The Langham Partnership sent out the following announcement today:

"John Stott would like his many friends around the world to know that, having reached the age of 86 in April, he has taken the decision finally to retire from public ministry after fulfilling one final speaking engagement at the upcoming Keswick Convention in July.

He will be moving from his flat in central London where he has lived for more than 30 years, to a retirement community for Anglican clergy in the south of England, which will be able to provide more fully for his present and future needs. Dr Stott has made this decision with the strong belief that it is God's provision for him at this stage."

The ministry of this man has spanned many decades and he was truly a leader among leaders. He will be sorely missed. It seems quite timely that this announcement should occur this week when the atonement is once again stirring controversy. A new generation of God's people wrestling with this subject may not have the man himself, but they do still have his book The Cross of Christ. A few days back I shared a quote from that book, which is often used by those who disagree with penal substitutionary atonement to argue that Stott does not believe the version of PSA being defended in modern times. I thought it would be fitting to share another quote that makes plain that, in fact, he most certainly did uphold the glorious doctrine of Jesus' penal substitutionary death.

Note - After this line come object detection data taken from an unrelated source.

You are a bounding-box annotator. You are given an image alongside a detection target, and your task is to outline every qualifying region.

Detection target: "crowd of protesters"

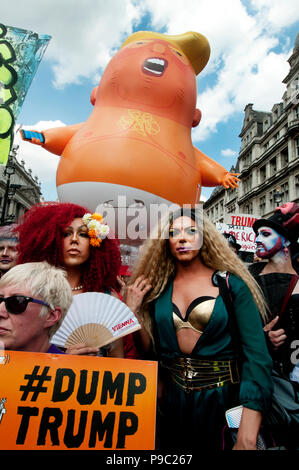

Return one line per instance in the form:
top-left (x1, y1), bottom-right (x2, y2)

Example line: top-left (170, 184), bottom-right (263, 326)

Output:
top-left (0, 202), bottom-right (299, 451)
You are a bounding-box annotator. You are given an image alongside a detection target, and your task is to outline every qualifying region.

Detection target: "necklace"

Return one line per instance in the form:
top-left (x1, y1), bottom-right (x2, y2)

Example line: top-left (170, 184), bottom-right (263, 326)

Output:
top-left (72, 286), bottom-right (83, 290)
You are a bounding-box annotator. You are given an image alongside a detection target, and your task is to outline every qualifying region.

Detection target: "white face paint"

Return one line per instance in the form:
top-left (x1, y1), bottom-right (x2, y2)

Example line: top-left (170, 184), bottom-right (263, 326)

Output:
top-left (255, 226), bottom-right (288, 259)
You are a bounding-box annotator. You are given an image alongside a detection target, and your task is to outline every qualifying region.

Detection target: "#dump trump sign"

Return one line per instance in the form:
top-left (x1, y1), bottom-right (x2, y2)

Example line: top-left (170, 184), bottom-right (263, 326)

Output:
top-left (0, 351), bottom-right (157, 450)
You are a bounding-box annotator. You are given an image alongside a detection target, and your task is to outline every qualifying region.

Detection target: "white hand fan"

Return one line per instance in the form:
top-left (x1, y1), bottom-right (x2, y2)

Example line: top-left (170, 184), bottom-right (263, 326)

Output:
top-left (51, 292), bottom-right (141, 348)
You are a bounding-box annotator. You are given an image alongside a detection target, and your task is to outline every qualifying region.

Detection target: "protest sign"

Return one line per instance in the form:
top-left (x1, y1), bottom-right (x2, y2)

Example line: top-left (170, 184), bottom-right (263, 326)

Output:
top-left (0, 351), bottom-right (157, 450)
top-left (216, 222), bottom-right (256, 253)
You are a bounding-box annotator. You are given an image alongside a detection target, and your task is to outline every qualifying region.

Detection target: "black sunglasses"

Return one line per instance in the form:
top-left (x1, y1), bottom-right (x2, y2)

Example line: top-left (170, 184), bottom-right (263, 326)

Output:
top-left (0, 295), bottom-right (51, 315)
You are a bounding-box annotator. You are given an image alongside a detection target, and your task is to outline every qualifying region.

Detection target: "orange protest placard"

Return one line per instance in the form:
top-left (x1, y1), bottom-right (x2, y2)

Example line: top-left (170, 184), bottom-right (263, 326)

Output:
top-left (0, 351), bottom-right (157, 450)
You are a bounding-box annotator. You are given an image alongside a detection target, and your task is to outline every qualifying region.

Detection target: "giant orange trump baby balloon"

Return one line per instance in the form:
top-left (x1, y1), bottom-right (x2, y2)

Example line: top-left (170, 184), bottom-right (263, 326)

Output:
top-left (21, 31), bottom-right (238, 214)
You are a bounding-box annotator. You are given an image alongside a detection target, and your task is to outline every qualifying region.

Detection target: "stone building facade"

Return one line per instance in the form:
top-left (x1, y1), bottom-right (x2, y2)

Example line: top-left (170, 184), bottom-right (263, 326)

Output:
top-left (204, 33), bottom-right (299, 222)
top-left (0, 146), bottom-right (41, 225)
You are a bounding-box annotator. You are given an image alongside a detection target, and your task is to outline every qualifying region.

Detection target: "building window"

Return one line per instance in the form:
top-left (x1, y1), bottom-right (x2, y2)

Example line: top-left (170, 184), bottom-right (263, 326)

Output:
top-left (260, 165), bottom-right (266, 183)
top-left (281, 148), bottom-right (289, 168)
top-left (280, 182), bottom-right (289, 203)
top-left (270, 157), bottom-right (277, 176)
top-left (259, 196), bottom-right (266, 215)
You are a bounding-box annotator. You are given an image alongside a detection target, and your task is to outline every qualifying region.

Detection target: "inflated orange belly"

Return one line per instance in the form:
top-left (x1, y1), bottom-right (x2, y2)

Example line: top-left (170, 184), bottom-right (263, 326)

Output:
top-left (57, 108), bottom-right (200, 204)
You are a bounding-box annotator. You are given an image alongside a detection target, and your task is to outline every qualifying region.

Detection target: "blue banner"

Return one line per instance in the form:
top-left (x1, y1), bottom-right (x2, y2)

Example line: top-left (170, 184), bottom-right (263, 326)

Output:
top-left (0, 24), bottom-right (51, 165)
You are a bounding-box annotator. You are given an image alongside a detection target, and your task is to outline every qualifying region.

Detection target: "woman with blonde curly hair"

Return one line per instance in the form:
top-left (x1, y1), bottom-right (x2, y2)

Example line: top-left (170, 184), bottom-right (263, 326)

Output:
top-left (126, 209), bottom-right (272, 451)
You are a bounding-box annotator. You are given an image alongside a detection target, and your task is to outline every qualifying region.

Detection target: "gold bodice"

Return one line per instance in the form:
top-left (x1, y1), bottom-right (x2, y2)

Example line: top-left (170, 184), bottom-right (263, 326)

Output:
top-left (173, 296), bottom-right (216, 333)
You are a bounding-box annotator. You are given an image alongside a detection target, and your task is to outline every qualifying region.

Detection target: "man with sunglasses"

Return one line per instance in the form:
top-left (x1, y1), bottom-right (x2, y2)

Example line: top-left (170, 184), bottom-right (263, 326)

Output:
top-left (0, 262), bottom-right (72, 353)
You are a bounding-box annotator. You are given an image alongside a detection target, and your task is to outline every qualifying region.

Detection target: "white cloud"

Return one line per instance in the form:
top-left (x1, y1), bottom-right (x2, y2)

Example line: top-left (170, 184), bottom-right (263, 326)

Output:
top-left (144, 0), bottom-right (299, 141)
top-left (1, 0), bottom-right (140, 87)
top-left (221, 149), bottom-right (237, 157)
top-left (1, 0), bottom-right (299, 149)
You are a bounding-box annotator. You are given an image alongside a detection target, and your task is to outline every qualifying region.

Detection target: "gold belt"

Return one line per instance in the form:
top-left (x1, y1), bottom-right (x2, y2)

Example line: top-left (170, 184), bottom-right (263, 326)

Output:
top-left (160, 357), bottom-right (240, 392)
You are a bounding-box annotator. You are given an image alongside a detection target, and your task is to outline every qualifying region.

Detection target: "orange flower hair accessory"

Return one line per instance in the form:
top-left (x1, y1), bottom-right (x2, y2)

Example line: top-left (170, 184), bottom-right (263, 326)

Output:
top-left (83, 212), bottom-right (109, 246)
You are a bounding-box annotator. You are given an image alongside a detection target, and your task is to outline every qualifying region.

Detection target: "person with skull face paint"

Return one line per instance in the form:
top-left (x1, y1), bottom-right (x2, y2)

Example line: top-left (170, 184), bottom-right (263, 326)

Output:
top-left (249, 202), bottom-right (299, 376)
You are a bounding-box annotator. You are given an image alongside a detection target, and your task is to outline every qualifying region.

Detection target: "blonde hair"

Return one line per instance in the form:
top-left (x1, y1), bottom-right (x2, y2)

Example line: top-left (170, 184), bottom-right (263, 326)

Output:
top-left (0, 261), bottom-right (73, 337)
top-left (130, 209), bottom-right (267, 337)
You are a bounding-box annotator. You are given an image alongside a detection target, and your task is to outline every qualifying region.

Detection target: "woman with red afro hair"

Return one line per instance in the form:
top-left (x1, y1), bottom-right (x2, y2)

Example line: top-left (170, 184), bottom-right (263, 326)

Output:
top-left (17, 202), bottom-right (123, 357)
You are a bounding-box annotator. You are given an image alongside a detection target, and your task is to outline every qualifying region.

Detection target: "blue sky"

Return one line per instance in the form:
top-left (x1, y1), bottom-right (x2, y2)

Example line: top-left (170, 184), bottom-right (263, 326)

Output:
top-left (0, 0), bottom-right (299, 200)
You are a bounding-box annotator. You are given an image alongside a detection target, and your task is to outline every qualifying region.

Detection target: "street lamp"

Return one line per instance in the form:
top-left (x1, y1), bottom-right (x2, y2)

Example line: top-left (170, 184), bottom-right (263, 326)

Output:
top-left (0, 145), bottom-right (19, 225)
top-left (274, 191), bottom-right (282, 207)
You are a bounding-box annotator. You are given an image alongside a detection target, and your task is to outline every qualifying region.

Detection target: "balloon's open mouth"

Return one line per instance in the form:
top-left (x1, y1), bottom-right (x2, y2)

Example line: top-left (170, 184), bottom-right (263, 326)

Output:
top-left (142, 57), bottom-right (168, 77)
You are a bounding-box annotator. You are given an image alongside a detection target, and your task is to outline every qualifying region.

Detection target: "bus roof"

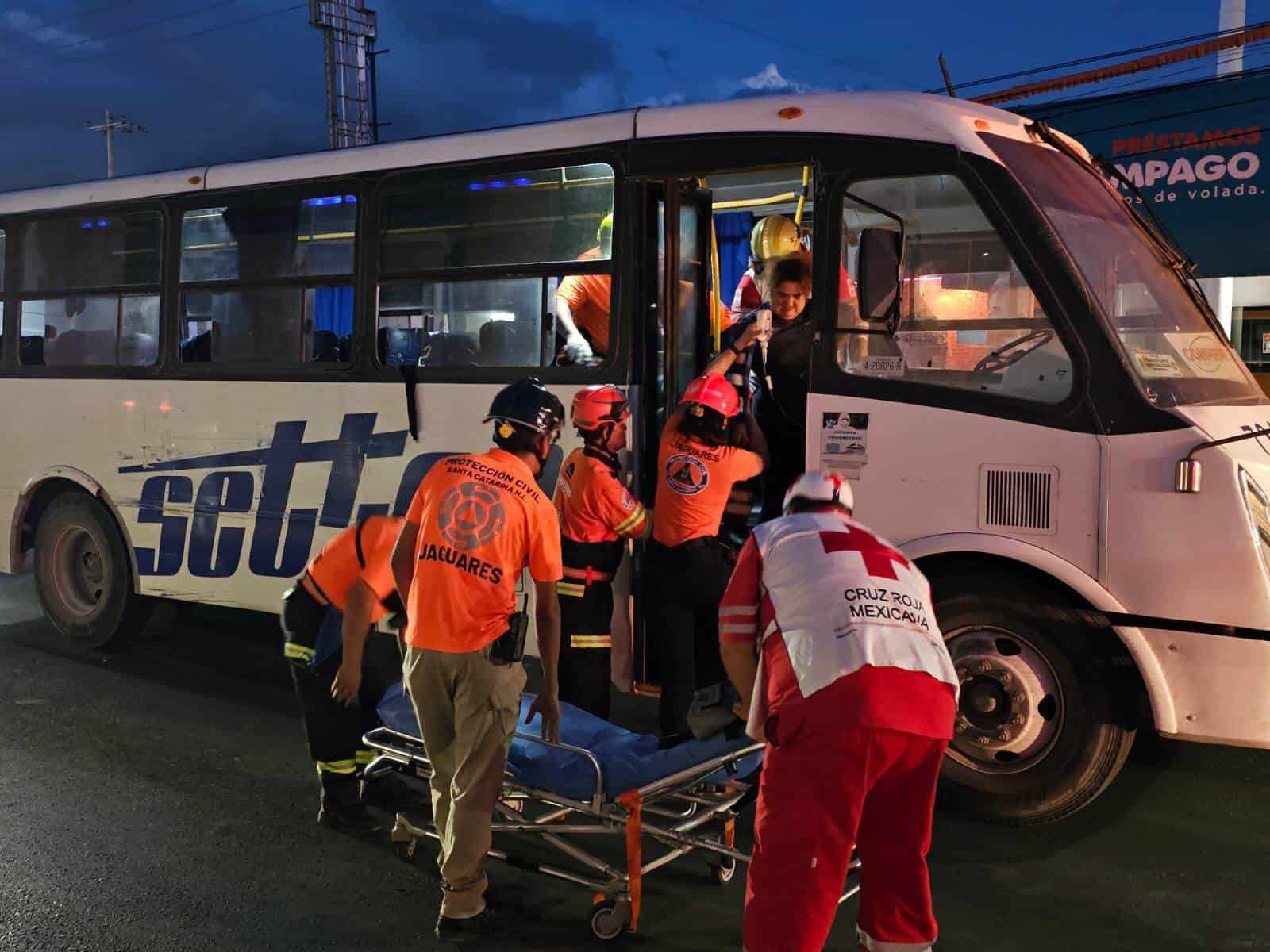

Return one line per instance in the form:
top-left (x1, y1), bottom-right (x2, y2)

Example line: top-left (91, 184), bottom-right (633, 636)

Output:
top-left (0, 93), bottom-right (1026, 214)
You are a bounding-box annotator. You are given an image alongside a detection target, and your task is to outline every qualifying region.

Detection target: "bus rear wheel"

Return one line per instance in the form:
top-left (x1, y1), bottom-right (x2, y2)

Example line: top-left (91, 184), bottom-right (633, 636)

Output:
top-left (936, 585), bottom-right (1135, 825)
top-left (34, 491), bottom-right (150, 649)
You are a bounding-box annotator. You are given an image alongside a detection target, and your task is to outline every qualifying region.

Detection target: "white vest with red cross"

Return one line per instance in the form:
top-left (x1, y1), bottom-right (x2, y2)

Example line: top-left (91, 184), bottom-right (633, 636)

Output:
top-left (754, 512), bottom-right (957, 711)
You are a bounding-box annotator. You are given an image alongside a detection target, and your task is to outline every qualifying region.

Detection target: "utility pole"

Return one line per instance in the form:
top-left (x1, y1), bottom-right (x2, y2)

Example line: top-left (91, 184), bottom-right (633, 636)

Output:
top-left (1204, 0), bottom-right (1247, 351)
top-left (84, 109), bottom-right (148, 179)
top-left (309, 0), bottom-right (375, 148)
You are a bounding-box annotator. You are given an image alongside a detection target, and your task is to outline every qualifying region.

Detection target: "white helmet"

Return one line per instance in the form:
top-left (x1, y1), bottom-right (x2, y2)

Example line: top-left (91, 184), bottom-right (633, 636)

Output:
top-left (783, 470), bottom-right (856, 516)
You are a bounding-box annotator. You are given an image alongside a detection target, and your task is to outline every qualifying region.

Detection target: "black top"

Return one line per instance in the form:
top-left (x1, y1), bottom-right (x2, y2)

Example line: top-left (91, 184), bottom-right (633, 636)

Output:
top-left (720, 311), bottom-right (815, 443)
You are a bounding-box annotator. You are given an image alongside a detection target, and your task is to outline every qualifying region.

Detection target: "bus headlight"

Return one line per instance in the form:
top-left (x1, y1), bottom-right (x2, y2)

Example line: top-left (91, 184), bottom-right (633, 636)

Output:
top-left (1240, 470), bottom-right (1270, 573)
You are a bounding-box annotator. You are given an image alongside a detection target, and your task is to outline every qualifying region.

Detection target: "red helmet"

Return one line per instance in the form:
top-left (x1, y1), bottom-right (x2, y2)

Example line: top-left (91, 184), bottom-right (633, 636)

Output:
top-left (682, 373), bottom-right (741, 420)
top-left (569, 383), bottom-right (631, 430)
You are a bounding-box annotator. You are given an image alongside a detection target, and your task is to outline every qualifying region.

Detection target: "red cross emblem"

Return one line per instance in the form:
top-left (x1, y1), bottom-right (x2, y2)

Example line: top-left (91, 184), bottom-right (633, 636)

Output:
top-left (821, 525), bottom-right (910, 580)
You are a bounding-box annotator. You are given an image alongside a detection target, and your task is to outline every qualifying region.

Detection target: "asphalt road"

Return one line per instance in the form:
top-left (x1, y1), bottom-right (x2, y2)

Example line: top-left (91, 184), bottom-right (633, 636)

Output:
top-left (0, 576), bottom-right (1270, 952)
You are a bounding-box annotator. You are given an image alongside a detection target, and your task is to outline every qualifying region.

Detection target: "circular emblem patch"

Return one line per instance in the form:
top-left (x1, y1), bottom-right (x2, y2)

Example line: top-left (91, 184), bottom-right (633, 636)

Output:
top-left (665, 453), bottom-right (710, 497)
top-left (437, 482), bottom-right (506, 552)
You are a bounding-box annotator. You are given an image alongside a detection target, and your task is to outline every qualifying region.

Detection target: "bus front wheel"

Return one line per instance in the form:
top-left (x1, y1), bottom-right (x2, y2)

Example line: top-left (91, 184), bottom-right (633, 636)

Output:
top-left (34, 491), bottom-right (150, 647)
top-left (936, 585), bottom-right (1135, 825)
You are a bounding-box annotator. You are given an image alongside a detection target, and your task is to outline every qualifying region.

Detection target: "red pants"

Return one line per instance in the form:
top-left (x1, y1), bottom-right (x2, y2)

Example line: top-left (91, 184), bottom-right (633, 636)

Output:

"How then could God express simultaneously his holiness in judg­ment and his love in pardon? Only by providing a divine substitute for the sinner, so that the substitute would receive the judgment and the sinner the pardon. We sinners still of course have to suffer some of the personal, psychological, and social consequences of our sins, but the penal consequence, the deserved penalty of alienation from God, has been borne by Another in our place, so that we may be spared it. I have not come across a more careful statement of the substitu­tionary nature of the atonement than that made by Charles E. B. Cranfield in his commentary on Romans . . . He writes:
"God, because in his mercy he willed to forgive sinful men, and, being truly merciful, willed to forgive them righteously, that is, without in any way condoning their sin, purposed to direct against his own very self in the person of his Son the full weight of that righteous wrath which they deserved."